A Confederação da Agricultura e Pecuária do Brasil (CNA) também levou o tema à sua Comissão Nacional de Relações do Trabalho e Previdência Social. O debate interno reforçou a necessidade de que eventuais mudanças considerem as especificidades do campo, onde a produção segue ciclos biológicos e climáticos, muitas vezes incompatíveis com jornadas rígidas.
No segmento industrial, a Associação Brasileira da Indústria de Alimentos (ABIA) reconheceu a importância da discussão sobre qualidade de vida no trabalho, mas alertou para os efeitos econômicos de alterações abruptas. Em nota, a entidade destacou que pressões de custo ao longo da cadeia produtiva tendem a impactar diretamente o preço final dos alimentos e o acesso da população, sobretudo de menor renda.
Entre os principais pontos de preocupação do setor está a dificuldade operacional de atividades que não podem ser interrompidas. Cadeias como suinocultura, avicultura e produção de etanol exigem funcionamento contínuo, o que demandaria aumento de quadro de funcionários para manter o mesmo nível produtivo.
Na prática, isso significa elevação de custos e possível perda de competitividade, tanto no mercado interno quanto nas exportações. Há também o risco de repasse desses custos ao consumidor, pressionando os preços dos alimentos.
Outro fator destacado é a sazonalidade da produção agropecuária. Etapas como plantio, colheita e manejo animal dependem de condições climáticas e janelas operacionais específicas, o que limita a aplicação de modelos padronizados de jornada.
A proposta em discussão no Congresso — a Proposta de Emenda à Constituição (PEC) 221/2019 — ainda está em fase de análise, mas tem mobilizado diferentes setores da economia.

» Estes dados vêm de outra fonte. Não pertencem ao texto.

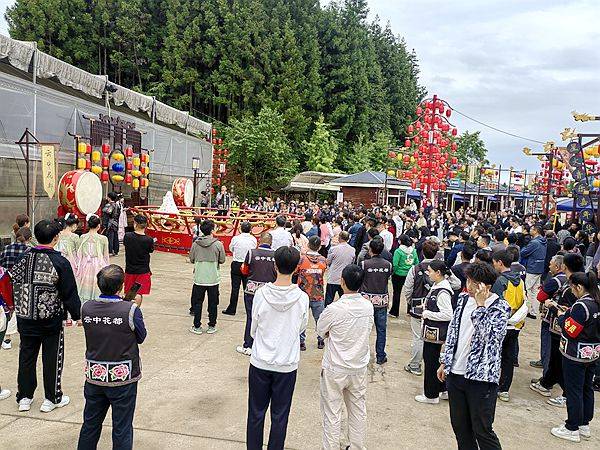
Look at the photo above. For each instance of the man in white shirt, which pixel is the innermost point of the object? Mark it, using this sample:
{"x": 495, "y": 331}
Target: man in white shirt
{"x": 281, "y": 237}
{"x": 346, "y": 325}
{"x": 386, "y": 235}
{"x": 240, "y": 246}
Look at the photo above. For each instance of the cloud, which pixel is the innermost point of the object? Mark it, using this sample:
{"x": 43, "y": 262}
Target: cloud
{"x": 521, "y": 66}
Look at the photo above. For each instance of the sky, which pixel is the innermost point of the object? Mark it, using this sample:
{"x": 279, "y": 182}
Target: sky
{"x": 518, "y": 65}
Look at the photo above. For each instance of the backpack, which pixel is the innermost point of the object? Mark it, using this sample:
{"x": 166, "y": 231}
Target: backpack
{"x": 514, "y": 295}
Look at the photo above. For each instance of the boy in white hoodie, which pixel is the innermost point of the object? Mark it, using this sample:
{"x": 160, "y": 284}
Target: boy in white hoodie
{"x": 279, "y": 315}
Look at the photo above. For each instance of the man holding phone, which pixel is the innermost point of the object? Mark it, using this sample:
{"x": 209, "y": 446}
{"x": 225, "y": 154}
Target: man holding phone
{"x": 138, "y": 247}
{"x": 114, "y": 328}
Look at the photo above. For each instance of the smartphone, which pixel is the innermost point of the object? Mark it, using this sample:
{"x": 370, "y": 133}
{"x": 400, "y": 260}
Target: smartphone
{"x": 132, "y": 292}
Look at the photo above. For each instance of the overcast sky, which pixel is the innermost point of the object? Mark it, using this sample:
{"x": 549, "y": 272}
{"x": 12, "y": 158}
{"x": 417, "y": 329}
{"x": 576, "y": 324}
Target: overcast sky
{"x": 518, "y": 65}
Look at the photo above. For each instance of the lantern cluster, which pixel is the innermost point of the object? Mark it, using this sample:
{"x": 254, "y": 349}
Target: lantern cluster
{"x": 430, "y": 150}
{"x": 118, "y": 166}
{"x": 220, "y": 157}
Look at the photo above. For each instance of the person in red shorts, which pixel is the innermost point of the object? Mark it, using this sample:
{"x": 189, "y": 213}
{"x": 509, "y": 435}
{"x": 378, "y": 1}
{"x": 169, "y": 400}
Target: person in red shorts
{"x": 138, "y": 247}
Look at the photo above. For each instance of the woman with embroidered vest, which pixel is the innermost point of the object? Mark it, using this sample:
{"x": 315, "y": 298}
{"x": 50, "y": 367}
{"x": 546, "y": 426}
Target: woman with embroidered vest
{"x": 471, "y": 359}
{"x": 580, "y": 347}
{"x": 437, "y": 313}
{"x": 113, "y": 330}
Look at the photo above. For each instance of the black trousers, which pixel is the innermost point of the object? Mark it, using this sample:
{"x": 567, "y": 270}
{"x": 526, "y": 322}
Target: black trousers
{"x": 237, "y": 279}
{"x": 330, "y": 291}
{"x": 264, "y": 388}
{"x": 97, "y": 401}
{"x": 113, "y": 240}
{"x": 579, "y": 390}
{"x": 248, "y": 301}
{"x": 198, "y": 293}
{"x": 510, "y": 352}
{"x": 397, "y": 284}
{"x": 432, "y": 386}
{"x": 472, "y": 411}
{"x": 554, "y": 374}
{"x": 53, "y": 347}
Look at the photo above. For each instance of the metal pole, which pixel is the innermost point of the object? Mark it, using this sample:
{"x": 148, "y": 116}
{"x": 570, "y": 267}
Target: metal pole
{"x": 549, "y": 184}
{"x": 509, "y": 181}
{"x": 478, "y": 191}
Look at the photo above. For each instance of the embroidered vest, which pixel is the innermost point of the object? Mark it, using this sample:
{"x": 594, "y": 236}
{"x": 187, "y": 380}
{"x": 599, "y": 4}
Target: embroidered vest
{"x": 435, "y": 331}
{"x": 112, "y": 356}
{"x": 586, "y": 346}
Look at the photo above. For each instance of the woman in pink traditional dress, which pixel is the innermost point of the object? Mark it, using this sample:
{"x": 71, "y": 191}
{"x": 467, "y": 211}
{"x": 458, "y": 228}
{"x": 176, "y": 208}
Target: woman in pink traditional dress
{"x": 92, "y": 256}
{"x": 68, "y": 241}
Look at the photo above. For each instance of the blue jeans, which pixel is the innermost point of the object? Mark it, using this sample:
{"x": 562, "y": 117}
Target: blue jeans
{"x": 317, "y": 309}
{"x": 545, "y": 345}
{"x": 97, "y": 401}
{"x": 380, "y": 317}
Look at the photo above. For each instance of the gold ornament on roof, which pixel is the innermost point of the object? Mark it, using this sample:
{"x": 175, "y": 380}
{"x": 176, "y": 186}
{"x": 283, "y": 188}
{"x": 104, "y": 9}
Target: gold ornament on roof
{"x": 568, "y": 134}
{"x": 583, "y": 117}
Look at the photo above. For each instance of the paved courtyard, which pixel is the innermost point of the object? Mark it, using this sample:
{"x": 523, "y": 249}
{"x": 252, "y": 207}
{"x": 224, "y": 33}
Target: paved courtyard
{"x": 194, "y": 388}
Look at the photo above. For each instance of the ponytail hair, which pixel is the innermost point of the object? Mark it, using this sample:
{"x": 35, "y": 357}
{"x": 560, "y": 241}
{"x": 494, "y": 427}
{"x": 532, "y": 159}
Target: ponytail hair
{"x": 589, "y": 282}
{"x": 20, "y": 222}
{"x": 440, "y": 266}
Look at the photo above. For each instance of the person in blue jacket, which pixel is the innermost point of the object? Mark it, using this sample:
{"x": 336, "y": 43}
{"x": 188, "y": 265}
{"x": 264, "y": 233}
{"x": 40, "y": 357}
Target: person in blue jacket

No caso do agronegócio, a avaliação predominante é de que mudanças estruturais nas relações de trabalho precisam ser acompanhadas de estudos técnicos aprofundados e regras de transição que evitem desequilíbrios na produção.
O setor defende que o debate avance, mas com base em dados e na realidade operacional do campo, para que eventuais ajustes na legislação não comprometam a oferta de alimentos nem a sustentabilidade econômica das atividades rurais.